FlashAttention-3 introduces three key techniques to enhance performance on modern GPU architectures:
1. Producer-Consumer Asynchrony: This method employs warp-specialized software pipelining, splitting data producers and consumers into separate warps. This separation exploits asynchronous execution to better hide memory and instruction issue latencies.
2. Hiding Softmax Under Asynchronous Block-wise GEMMs: By overlapping low-throughput softmax operations with asynchronous WGMMA instructions, FlashAttention-3 can circumvent sequential dependencies between softmax and GEMMs.
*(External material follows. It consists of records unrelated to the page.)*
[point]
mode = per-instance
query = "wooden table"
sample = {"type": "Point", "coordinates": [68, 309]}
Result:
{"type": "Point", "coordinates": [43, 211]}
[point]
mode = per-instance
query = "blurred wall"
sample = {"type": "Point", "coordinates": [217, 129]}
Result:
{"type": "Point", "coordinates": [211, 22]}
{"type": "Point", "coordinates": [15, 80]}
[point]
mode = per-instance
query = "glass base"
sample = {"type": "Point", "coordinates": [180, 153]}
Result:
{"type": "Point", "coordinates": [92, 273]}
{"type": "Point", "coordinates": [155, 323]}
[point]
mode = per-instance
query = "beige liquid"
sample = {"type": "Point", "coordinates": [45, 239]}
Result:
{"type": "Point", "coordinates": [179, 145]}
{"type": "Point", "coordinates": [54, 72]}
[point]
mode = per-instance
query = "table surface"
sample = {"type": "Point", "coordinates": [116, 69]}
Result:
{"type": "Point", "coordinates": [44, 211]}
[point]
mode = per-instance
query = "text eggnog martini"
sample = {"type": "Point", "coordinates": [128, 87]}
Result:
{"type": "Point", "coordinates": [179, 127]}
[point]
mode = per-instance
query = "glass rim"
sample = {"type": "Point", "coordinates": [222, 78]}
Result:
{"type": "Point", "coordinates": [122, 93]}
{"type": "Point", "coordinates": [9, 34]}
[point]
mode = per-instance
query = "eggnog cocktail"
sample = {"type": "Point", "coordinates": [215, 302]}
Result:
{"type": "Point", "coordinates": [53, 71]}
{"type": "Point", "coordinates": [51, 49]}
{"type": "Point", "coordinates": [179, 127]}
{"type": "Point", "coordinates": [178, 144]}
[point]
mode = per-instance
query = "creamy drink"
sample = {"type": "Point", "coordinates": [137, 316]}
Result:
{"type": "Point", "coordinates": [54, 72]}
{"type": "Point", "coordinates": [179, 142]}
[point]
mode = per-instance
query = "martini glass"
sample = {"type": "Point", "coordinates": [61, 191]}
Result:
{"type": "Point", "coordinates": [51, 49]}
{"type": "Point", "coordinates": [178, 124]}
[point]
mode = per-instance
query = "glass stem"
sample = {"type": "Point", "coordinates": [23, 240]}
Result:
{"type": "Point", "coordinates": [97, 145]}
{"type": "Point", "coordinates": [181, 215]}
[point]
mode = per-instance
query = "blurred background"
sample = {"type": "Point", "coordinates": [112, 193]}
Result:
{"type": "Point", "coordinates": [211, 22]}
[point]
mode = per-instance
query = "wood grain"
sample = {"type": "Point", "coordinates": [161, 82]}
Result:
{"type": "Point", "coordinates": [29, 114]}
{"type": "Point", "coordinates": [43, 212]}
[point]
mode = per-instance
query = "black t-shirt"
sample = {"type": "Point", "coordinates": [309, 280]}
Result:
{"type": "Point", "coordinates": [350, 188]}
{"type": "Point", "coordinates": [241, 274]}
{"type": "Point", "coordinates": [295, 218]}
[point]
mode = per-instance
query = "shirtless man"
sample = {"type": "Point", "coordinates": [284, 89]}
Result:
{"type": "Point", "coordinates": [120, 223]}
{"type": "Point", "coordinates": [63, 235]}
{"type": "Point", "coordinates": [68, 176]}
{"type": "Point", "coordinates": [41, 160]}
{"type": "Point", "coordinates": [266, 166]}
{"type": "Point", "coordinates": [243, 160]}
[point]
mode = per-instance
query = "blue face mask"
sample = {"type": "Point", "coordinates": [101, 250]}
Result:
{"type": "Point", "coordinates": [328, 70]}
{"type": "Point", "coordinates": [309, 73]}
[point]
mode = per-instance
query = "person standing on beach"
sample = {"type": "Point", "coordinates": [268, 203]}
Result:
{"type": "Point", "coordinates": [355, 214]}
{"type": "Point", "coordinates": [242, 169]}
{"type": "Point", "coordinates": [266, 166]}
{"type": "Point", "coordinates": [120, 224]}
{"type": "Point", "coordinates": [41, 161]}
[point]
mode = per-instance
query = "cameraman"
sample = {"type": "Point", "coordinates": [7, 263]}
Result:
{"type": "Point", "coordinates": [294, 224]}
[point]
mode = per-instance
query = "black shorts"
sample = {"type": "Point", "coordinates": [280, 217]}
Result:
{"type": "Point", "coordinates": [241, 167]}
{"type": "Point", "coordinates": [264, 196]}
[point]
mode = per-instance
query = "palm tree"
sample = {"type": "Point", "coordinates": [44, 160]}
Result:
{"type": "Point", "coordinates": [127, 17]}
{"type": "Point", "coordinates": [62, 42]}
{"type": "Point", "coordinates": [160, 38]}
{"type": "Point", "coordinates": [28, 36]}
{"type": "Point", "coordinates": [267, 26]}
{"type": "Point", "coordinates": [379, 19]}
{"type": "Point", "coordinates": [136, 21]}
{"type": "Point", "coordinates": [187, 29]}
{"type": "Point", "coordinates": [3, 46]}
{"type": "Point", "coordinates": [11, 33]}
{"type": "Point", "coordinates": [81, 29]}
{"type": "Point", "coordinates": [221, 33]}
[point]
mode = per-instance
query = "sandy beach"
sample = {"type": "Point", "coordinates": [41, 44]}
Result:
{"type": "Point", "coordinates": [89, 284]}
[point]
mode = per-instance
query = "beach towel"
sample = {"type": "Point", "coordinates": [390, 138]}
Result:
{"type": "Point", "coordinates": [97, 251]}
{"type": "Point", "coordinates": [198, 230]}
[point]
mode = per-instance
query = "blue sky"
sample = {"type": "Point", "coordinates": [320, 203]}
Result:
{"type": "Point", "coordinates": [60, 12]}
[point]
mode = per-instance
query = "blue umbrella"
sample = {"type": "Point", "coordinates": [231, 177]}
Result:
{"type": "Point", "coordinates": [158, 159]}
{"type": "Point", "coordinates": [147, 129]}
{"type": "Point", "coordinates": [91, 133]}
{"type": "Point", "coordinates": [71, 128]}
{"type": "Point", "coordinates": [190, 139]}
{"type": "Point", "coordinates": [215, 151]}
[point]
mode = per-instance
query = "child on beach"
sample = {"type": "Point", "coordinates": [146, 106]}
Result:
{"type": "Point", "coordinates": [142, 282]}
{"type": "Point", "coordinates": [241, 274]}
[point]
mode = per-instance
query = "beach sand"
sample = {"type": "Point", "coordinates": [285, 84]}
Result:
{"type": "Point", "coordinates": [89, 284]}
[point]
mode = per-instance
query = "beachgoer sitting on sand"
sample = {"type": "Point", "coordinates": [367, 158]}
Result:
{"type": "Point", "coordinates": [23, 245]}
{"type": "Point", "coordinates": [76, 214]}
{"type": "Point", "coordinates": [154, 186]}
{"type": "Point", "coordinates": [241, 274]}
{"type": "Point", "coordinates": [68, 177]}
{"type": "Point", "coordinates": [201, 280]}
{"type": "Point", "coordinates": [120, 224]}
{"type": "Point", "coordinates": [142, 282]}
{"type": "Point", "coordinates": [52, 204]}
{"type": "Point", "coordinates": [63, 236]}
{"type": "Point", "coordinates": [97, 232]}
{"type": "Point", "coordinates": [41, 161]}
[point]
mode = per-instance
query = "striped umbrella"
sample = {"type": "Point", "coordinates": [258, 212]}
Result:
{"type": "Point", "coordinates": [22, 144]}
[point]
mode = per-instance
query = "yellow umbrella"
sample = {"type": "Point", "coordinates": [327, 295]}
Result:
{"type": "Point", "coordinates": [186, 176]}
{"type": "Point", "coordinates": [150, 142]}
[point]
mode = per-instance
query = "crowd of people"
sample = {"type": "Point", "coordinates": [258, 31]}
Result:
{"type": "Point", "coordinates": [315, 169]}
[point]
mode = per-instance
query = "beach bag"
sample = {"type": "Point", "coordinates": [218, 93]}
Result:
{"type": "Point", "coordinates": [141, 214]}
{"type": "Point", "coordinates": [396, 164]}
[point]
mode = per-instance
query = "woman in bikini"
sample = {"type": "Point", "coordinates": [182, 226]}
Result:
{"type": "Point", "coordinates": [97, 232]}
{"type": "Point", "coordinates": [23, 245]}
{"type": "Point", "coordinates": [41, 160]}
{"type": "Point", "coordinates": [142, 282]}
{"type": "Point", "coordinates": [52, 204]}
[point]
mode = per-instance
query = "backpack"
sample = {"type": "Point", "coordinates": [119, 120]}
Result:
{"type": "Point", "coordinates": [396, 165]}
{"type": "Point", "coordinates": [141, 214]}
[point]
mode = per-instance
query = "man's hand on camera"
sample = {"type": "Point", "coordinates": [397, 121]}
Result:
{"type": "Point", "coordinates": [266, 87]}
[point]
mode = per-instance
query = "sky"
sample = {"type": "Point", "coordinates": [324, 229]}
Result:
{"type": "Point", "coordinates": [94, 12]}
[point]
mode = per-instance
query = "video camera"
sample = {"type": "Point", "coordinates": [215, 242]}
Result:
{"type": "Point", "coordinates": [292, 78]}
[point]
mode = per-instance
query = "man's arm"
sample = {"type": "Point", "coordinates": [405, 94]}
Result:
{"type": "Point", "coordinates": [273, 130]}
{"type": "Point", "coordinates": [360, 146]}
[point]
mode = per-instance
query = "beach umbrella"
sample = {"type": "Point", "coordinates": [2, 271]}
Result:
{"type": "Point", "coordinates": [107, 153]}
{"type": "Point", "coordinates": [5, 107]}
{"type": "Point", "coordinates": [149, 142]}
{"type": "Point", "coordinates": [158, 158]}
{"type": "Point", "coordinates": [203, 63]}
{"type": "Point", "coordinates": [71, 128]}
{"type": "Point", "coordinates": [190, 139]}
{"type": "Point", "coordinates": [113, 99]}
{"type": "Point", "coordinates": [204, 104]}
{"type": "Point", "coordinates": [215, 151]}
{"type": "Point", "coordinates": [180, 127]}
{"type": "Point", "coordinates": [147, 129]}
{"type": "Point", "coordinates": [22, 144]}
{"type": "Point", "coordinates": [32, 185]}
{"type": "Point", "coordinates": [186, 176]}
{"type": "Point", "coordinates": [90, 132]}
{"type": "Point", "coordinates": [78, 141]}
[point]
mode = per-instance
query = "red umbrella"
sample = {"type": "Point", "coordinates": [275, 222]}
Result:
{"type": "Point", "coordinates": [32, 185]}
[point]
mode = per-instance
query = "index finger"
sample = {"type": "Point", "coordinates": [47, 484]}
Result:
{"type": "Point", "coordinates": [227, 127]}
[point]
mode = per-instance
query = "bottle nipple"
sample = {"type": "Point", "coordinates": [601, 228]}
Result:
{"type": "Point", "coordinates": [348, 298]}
For example, in a 2-stage version, while softmax processes one block of the scores matrix, WGMMA computes the next block.
3. Hardware-accelerated Low-precision GEMM: This adaptation targets FP8 Tensor Cores for GEMM, nearly doubling the measured TFLOPS/s. It involves managing different layout requirements for FP32 accumulators and FP8 operand matrices through block quantization and incoherent processing to mitigate accuracy loss from reduced precision.
The Results
The team behind FlashAttention-3 measured its runtime across various sequence lengths and compared it to standard PyTorch implementations, FlashAttention-2, FlashAttention-2 in Triton (which uses H100-specific instructions), and a vendor’s H100-optimized FlashAttention-2 from cuDNN. FlashAttention-3 is found to be up to 2x faster than FlashAttention-2 and 1.5x faster than FlashAttention-2 in Triton, achieving up to 740 TFLOPS/s, or 75% of the theoretical maximum on H100 GPUs.
FlashAttention-3 is an exciting development in generative AI algorithms. This method will almost certainly lead to improvements in large context windows in LLMs and better inference performance on modern GPU architectures. Impressive progress!